Da Annalena Baerbock in ihrer neuen Funktion als Bundesministerin des Auswärtigen für eine „feministische Außenpolitik“ einsteht, stellt sich die Frage nach der konkreten Ausgestaltung dieses politischen Programms. Um die neue feministische Ausrichtung der deutschen Außenpolitik zu verstehen, gab Herr Ossowski zunächst einen kurzen Rückblick auf die Außenpolitik der Bundesrepublik Deutschlands. Die zwei zentralen Säulen seien dabei die europäische Integration, die vor allem seit der Migrationswellen der Fünfziger Jahre bemerkbar wurde, sowie die transatlantische Zusammenarbeit seit Ende des Zweiten Weltkriegs. Die Denkrichtung dieser beiden Säulen sei immer bereits wertegeleitet gewesen, so Ossowski. Mit der neuen Regierungskoalition komme nun noch ein weiterer Aspekt hinzu: die feministische Außenpolitik. Diese ziele weniger auf eine unbedingte Frauenförderung ab, sondern sehe ihren Fokus auf dem Verständnis, dass gleichberechtigte Gesellschaftsformen friedvollere Konfliktstrategien aufzeigen. Der neue Ansatz der feministischen Außenpolitik Deutschlands wolle also die Gleichberechtigung als friedenssichernden Faktor bestärken.

Aus den Publikumsfragen im Chat wurde deutlich, wie relevant in Anbetracht der wertegeleiteten Außenpolitik Deutschlands die Frage danach ist, wie Deutschland den Spagat zwischen Anspruch und Wirklichkeit schaffen könne, etwa mit Blick auf die chinesische Regierung oder im brisanten Fall von Russland unter Putin. Neben der Bedrohung für die europäische Sicherheitsstruktur durch Russland, betonte Thomas Ossowski aber auch die große Einigkeit unter den Mitgliedstaaten der EU, die die Lage gleichermaßen als ernst bewerten. Die europäische Einheit sei in dieser Krisensituation von besonderer Wichtigkeit. Im Rückblick bekommen diese Aussagen eine neue Tragweite, schließlich begann der Angriffskrieg Russlands auf die Ukraine nur einen Tag später am 24. Februar.

Alle Teilnehmenden bewegte zu diesem Zeitpunkt die Frage, wie aus diplomatischer Perspektive mit Putin umgegangen werden könne, nachdem dieser mit der Anerkennung der Unabhängigkeit der sogenannten Volksrepubliken Donezk und Lugansk eine weitere Eskalation provoziert hatte.
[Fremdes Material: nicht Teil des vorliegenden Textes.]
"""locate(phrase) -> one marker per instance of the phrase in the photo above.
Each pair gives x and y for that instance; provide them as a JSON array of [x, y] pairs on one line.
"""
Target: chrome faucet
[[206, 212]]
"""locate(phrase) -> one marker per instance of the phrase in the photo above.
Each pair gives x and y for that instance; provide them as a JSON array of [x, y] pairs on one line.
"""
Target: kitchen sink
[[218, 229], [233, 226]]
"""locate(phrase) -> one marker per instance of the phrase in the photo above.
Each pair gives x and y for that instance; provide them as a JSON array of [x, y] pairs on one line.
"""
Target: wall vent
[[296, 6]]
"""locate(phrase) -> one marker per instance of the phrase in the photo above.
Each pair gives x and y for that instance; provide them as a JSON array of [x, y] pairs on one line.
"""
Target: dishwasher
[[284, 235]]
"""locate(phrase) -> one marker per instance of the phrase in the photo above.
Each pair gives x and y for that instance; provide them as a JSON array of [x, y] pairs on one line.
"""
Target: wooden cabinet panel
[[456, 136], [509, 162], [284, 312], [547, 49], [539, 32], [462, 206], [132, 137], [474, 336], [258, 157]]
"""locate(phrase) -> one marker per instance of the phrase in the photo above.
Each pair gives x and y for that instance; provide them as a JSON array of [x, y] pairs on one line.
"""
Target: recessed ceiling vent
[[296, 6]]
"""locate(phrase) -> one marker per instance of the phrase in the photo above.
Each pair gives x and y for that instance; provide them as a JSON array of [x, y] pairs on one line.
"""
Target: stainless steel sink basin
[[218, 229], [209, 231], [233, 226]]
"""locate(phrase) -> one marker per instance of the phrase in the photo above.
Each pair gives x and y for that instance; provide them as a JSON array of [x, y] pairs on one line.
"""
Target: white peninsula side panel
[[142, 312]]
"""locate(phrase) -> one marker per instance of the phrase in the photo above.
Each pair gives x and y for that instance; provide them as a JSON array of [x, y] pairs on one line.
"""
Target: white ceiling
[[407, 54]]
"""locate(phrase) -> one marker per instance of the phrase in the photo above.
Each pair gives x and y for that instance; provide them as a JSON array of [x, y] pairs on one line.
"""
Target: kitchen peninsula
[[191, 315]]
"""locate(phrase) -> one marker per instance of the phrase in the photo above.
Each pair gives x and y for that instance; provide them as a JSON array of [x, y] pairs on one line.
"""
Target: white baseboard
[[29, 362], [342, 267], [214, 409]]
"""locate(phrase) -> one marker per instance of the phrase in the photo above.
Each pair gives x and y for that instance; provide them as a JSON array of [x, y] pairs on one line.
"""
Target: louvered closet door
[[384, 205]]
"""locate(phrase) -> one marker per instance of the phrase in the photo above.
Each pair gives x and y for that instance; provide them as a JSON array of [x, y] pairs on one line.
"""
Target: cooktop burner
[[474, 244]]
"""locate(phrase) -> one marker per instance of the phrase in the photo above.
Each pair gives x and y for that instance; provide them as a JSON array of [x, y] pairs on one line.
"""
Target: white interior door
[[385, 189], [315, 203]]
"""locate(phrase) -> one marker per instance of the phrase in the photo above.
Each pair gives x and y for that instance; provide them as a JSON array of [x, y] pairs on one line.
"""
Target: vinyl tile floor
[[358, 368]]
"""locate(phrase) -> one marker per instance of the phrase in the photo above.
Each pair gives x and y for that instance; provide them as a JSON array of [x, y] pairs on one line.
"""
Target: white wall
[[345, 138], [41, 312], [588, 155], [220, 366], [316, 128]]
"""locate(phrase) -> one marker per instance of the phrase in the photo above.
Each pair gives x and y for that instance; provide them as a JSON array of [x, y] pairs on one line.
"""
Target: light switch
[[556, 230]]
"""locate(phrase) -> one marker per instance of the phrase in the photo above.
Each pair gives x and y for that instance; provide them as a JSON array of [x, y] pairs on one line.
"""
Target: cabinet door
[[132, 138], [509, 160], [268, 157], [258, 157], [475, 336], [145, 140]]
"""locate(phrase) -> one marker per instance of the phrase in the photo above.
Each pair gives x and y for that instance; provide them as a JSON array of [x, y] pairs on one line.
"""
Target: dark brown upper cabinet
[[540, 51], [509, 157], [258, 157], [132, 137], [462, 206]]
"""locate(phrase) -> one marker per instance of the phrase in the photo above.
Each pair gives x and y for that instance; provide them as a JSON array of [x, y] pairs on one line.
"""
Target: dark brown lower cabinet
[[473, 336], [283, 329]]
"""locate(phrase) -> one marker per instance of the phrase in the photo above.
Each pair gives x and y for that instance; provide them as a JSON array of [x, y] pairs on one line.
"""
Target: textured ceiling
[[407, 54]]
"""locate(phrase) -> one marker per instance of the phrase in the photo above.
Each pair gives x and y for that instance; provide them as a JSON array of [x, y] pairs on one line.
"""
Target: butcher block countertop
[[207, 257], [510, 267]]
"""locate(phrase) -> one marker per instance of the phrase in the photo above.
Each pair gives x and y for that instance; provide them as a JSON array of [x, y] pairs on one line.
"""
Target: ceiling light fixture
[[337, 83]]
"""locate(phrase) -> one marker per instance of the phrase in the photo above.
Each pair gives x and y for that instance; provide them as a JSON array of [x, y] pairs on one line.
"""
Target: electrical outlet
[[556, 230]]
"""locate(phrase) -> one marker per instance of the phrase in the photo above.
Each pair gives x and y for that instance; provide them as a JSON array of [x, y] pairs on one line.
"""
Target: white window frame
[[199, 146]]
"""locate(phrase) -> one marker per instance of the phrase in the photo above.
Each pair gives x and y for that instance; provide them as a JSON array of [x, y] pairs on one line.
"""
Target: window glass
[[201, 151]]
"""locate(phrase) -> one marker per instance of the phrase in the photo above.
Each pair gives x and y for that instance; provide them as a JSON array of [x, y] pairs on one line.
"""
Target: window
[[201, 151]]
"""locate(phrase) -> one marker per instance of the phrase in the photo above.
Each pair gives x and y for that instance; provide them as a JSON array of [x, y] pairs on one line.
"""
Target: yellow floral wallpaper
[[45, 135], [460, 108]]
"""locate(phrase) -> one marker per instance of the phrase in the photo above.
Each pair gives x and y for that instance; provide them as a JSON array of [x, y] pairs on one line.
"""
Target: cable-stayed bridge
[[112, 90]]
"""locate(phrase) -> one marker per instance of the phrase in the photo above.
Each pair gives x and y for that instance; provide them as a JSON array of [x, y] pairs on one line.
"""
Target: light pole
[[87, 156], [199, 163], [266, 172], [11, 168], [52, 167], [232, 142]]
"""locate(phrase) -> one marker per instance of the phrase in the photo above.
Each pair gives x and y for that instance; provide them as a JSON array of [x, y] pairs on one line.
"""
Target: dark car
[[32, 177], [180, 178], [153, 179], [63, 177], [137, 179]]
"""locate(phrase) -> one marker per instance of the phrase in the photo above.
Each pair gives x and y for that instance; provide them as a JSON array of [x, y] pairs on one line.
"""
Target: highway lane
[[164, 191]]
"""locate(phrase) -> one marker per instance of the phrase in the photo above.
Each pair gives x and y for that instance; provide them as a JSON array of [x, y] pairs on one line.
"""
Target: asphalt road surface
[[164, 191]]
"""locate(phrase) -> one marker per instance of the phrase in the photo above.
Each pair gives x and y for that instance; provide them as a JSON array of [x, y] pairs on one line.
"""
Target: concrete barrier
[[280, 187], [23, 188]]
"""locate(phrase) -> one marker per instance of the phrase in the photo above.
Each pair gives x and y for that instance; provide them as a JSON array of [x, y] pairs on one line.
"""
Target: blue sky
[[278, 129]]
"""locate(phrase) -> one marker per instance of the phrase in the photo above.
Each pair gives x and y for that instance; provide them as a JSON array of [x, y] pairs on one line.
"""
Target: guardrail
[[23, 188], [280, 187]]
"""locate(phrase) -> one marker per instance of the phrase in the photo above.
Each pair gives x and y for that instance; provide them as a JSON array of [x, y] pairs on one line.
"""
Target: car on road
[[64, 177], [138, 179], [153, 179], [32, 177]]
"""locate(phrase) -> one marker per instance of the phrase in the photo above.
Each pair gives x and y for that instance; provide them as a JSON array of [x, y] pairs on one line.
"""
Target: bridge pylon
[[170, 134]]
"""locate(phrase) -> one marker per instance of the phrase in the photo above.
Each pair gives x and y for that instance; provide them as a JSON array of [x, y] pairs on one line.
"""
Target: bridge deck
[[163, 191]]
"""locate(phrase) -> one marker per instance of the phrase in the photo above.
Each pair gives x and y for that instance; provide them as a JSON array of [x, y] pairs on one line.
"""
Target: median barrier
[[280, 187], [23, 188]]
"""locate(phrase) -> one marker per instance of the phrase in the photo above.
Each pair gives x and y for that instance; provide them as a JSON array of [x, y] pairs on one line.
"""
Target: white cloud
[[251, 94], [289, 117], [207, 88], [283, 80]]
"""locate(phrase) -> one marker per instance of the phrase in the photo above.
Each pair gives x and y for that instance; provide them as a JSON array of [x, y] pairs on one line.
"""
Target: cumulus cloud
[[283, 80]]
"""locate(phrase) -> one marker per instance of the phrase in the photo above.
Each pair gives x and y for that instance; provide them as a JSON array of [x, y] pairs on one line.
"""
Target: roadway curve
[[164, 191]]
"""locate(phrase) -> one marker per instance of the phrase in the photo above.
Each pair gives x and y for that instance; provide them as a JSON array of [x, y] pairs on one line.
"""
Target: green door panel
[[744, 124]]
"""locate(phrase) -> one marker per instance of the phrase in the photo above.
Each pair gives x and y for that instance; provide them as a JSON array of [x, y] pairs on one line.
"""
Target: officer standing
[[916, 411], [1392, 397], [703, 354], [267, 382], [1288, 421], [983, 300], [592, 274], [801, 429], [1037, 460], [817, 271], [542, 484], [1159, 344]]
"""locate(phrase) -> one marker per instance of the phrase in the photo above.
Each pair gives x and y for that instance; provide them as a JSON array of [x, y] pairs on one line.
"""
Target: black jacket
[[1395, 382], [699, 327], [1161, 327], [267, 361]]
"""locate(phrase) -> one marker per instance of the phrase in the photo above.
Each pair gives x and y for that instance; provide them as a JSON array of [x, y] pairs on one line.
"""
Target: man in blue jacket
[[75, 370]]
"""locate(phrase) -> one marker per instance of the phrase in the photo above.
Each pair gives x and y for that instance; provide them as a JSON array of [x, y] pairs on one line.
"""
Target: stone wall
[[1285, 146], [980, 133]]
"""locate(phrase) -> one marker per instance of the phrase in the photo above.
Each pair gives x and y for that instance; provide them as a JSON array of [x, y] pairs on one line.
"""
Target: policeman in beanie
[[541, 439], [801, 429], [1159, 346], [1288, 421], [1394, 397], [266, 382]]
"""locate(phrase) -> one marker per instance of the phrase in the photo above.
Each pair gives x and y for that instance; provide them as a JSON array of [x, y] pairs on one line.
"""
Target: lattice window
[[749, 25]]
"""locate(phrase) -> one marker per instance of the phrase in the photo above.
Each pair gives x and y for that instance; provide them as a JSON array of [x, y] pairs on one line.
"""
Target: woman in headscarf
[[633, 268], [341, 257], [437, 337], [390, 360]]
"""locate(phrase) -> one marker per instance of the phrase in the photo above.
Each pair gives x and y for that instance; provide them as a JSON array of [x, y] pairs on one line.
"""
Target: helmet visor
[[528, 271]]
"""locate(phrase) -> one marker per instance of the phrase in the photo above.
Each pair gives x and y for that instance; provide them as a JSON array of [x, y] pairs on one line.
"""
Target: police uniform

Herr Ossowski berichtete dazu von einem neu entworfenen substantiellen Sanktionspaket gegen die russische Regierung, das in den darauffolgenden Tagen in Kraft treten würde und sowohl einzelne politische Akteure, die Wirtschaft, als auch Russland im Allgemeinen hart treffen würde. Er sprach sich in diesem Kontext klar gegen Zugeständnisse für die russische Regierung aus.

Die europäische Gemeinschaft verurteile ebenso die Anerkennung der Regionen Donezk und Lugansk als unabhängige Territorien, sowie die Annexion der Krim durch Russland. Es sei „völlig klar, dass der Ball hier im Feld Russlands liegt. Sie haben einen eklatanten Völkerrechtsbruch gemacht und wenn sie ihn reparieren, dann können wir über die Aufhebung der Sanktionen sprechen, aber solange sie es nicht tun, können wir es halt nicht machen.“

Zum Schluss der Veranstaltung betonte Herr Ossowski erneut die Prinzipientreue Deutschlands und seiner europäischen, aber auch internationalen Partner, die gerade jetzt von besonderer Bedeutung sei. Zudem müsse klar sein, dass die internationale Nachkriegsordnung auf dem Spiel stehe, genauso wie die grundlegenden, freiheitlich demokratischen Prinzipien einer internationalen auf Frieden basierten Gesellschaft.

„Nein, wir müssen da zu unseren Prinzipien stehen“, lautete eine der wichtigsten Aussagen des Abends, die heute, mehr als ein halbes Jahr nach diesem Gesprächskreis und dem fortwährenden Krieg in der Ukraine, von aktueller Relevanz ist.